6. Den Ersatz vorprozessualer Anwaltskosten kann die Klägerin nur nach einem Gegenstandswert von 2.514,05 EUR verlangen. Ein Anspruch auf fiktive Kosten einer Notreparatur stand ihr nicht zu, da die Erforderlichkeit einer Notreparatur vor Veranlassung einer vollständigen Schadensbeseitigung nicht ersichtlich ist. Demgemäß kann ein solcher Schadensersatzanspruch auch nicht in die Bemessung des Gegenstandswertes für die Anwaltsgebühren einfließen. Im Übrigen hat die Klägerin nicht dargetan, dass vorprozessual bereits der künftige Anfall der Umsatzsteuer und einer Nutzungsentschädigung sowie der Rückstufungsschaden geltend gemacht wurden. Hiernach belaufen sich die erstattungsfähigen außergerichtlichen Rechtsanwaltskosten unter Zugrundelegung einer 1,3 Geschäftsgebühr von 261,30 EUR zzgl. 20,00 EUR pauschaler Auslagen und der Umsatzsteuer auf 334,75 EUR. Auch hier kann die Klägerin aufgrund der mit Schreiben vom 30. Oktober 2020 erklärten Erfüllungsverweigerung der Beklagten zu 2. in entsprechender Anwendung des § 250 S. 2 1. HS BGB Zahlung und nicht lediglich Freistellung verlangen.

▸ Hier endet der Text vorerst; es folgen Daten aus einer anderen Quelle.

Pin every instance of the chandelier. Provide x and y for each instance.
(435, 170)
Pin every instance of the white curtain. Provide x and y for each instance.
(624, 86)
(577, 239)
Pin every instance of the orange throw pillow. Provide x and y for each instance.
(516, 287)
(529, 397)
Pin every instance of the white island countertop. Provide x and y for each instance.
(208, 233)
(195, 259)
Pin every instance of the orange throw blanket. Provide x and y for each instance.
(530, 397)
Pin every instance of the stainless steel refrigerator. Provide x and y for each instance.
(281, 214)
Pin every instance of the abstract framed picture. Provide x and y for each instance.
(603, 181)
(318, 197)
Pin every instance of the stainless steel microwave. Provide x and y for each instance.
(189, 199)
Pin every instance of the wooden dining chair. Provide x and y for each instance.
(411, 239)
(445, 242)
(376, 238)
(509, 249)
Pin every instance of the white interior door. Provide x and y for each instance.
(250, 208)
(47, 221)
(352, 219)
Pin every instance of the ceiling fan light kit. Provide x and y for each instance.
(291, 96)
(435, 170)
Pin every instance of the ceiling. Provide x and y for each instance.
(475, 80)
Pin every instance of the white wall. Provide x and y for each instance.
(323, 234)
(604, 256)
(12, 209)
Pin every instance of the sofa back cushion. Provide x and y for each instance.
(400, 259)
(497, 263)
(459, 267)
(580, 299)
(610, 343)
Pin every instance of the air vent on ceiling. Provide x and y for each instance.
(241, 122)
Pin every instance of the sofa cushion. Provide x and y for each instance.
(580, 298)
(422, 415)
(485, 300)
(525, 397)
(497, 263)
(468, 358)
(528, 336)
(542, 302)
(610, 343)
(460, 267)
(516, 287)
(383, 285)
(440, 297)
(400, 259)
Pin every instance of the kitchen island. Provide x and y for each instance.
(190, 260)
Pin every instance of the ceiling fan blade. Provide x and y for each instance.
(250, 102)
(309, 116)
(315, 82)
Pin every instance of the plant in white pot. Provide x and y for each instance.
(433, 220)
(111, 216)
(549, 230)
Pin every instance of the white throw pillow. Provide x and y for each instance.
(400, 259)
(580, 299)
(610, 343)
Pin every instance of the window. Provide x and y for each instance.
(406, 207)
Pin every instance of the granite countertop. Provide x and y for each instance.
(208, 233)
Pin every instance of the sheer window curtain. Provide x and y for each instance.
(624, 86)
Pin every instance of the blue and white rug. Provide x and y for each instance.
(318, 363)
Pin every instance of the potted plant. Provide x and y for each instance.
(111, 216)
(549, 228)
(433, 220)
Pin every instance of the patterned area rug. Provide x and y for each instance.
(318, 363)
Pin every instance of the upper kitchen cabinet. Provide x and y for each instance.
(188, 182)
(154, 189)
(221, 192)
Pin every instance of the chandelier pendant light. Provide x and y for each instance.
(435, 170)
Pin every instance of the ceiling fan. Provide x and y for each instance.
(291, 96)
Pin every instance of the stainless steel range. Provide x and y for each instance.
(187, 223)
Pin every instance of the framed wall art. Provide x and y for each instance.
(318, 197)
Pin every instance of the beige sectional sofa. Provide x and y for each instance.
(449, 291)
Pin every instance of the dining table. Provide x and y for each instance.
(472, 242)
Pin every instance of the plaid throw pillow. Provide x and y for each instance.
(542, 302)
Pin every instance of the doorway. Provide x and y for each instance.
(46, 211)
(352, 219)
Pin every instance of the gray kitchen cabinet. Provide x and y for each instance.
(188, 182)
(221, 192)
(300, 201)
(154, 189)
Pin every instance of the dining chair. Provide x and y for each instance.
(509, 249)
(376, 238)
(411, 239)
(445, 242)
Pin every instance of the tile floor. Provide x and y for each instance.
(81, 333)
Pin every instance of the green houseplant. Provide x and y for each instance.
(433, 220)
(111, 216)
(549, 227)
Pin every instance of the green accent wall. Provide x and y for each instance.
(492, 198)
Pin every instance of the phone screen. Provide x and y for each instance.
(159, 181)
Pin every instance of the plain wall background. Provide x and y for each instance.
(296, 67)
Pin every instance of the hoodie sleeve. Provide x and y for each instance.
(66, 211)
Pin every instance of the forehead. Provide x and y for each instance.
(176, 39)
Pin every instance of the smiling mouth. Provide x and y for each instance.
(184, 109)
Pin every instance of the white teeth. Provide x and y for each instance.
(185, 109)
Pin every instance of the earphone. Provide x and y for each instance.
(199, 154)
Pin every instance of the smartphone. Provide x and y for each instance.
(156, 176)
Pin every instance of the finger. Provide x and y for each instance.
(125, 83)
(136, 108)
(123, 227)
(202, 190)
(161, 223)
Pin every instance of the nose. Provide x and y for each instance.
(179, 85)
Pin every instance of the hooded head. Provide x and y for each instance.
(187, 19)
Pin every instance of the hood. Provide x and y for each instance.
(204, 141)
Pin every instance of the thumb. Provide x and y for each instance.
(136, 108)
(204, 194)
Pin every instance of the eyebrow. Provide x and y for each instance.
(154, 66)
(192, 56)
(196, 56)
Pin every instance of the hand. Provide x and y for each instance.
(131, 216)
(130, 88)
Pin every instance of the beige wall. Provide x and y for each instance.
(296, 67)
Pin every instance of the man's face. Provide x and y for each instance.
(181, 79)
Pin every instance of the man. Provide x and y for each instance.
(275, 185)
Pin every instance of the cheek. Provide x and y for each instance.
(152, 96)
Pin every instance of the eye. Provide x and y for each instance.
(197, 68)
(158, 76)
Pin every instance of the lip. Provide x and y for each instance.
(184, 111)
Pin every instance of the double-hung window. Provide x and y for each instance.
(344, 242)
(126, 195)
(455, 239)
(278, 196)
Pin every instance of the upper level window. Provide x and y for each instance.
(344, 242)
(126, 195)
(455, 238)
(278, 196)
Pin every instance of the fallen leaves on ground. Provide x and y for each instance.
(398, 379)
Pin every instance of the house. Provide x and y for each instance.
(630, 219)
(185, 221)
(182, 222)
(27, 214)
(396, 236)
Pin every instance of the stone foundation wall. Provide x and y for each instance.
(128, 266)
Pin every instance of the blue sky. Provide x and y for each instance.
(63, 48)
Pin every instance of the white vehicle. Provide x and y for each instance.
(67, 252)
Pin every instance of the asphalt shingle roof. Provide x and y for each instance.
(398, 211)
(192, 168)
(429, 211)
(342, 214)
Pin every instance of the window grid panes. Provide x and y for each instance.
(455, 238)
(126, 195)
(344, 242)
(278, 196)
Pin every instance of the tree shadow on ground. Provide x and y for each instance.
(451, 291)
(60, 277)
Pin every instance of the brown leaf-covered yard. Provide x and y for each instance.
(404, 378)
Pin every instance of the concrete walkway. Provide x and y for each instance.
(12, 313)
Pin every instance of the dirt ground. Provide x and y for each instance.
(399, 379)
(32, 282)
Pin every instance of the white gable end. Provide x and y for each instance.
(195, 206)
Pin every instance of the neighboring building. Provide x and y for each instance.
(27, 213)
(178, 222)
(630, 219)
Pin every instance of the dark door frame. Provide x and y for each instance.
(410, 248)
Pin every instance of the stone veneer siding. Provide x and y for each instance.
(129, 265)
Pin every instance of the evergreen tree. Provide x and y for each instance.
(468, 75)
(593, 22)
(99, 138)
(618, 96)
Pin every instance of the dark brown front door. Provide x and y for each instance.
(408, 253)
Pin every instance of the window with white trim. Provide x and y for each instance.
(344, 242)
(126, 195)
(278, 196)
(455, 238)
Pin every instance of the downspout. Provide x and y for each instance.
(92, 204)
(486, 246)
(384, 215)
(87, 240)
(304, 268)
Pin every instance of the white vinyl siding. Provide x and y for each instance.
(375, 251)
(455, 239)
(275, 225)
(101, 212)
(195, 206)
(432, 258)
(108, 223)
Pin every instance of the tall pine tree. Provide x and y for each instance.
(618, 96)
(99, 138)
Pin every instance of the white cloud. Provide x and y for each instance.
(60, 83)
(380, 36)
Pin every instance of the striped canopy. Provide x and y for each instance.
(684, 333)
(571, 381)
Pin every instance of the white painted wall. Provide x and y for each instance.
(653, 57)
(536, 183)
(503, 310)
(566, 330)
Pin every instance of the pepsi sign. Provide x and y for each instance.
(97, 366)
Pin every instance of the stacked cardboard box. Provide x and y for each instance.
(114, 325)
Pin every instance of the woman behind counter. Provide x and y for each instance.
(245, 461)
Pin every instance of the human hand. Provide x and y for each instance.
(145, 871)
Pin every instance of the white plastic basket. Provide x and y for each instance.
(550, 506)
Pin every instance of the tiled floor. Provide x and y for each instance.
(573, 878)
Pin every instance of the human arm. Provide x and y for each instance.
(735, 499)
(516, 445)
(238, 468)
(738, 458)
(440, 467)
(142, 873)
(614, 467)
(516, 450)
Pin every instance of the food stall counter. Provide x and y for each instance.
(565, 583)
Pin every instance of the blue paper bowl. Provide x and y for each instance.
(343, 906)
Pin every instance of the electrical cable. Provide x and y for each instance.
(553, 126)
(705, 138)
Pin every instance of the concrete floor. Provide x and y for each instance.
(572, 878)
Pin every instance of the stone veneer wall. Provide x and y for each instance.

7. Die Feststellungsanträge sind ebenfalls begründet, da die sachlichen und rechtlichen Voraussetzungen des damit geltend gemachten Schadensersatzanspruchs vorliegen, der zu den für die Zukunft befürchteten Schäden führen kann (vgl. BGH, Beschluss vom 9. Januar 2007 – VI ZR 133/06 -, juris). Ob darüber hinaus im Rahmen der Begründetheit eine gewisse Wahrscheinlichkeit des Schadenseintritts zu verlangen ist, kann offen bleiben, da diese hier zu bejahen ist.
8. Da sich der Beklagte zu 1. im Rahmen der nach § 17 Abs. 1, Abs. 2 StVG vorzunehmenden Abwägung aus den oben dargestellten Gründen ein hälftiges Mitverschulden zurechnen lassen muss, reduziert sich die ihm zustehende Widerklageforderung auf 3.571,77 EUR.
9. Die Zinsentscheidungen basieren auf §§ 286 Abs. 2 Nr. 3, 291, 288 Abs. 1 BGB.
C.
1. Die Kostenentscheidung ergibt sich aus §§ 92 Abs. 1, 100 Abs. 1, Abs. 2, Abs. 4 ZPO.
2. Die Vollstreckbarkeitsentscheidung folgt aus §§ 708 Nr. 10, 711 ZPO.
3. Der Senat lässt gemäß § 543 Abs. 2 Nr. 1 ZPO die Revision im Hinblick auf die Frage zu, ob – entsprechend dem Urteil des Bundesgerichtshofes vom 12. Dezember 2006, Az. VI ZR 75/06, – auch zwischen Fahrzeugen, die in Übereinstimmung mit einem sog. Vorwegweiser (Richtzeichen 439 zu § 42 StVO) vor einer Einmündung mehrspurig nach rechts eingeordnet sind und nach rechts abbiegen wollen – grundsätzlich kein Vorrang des am weitesten rechts eingeordneten Fahrzeugs besteht, sondern beide Fahrzeuge ihren Bogen so weit nach links bzw. nach rechts nehmen müssen, dass sie den jeweils in der anderen (gedachten) Spur Fahrenden nicht in Bedrängnis bringen.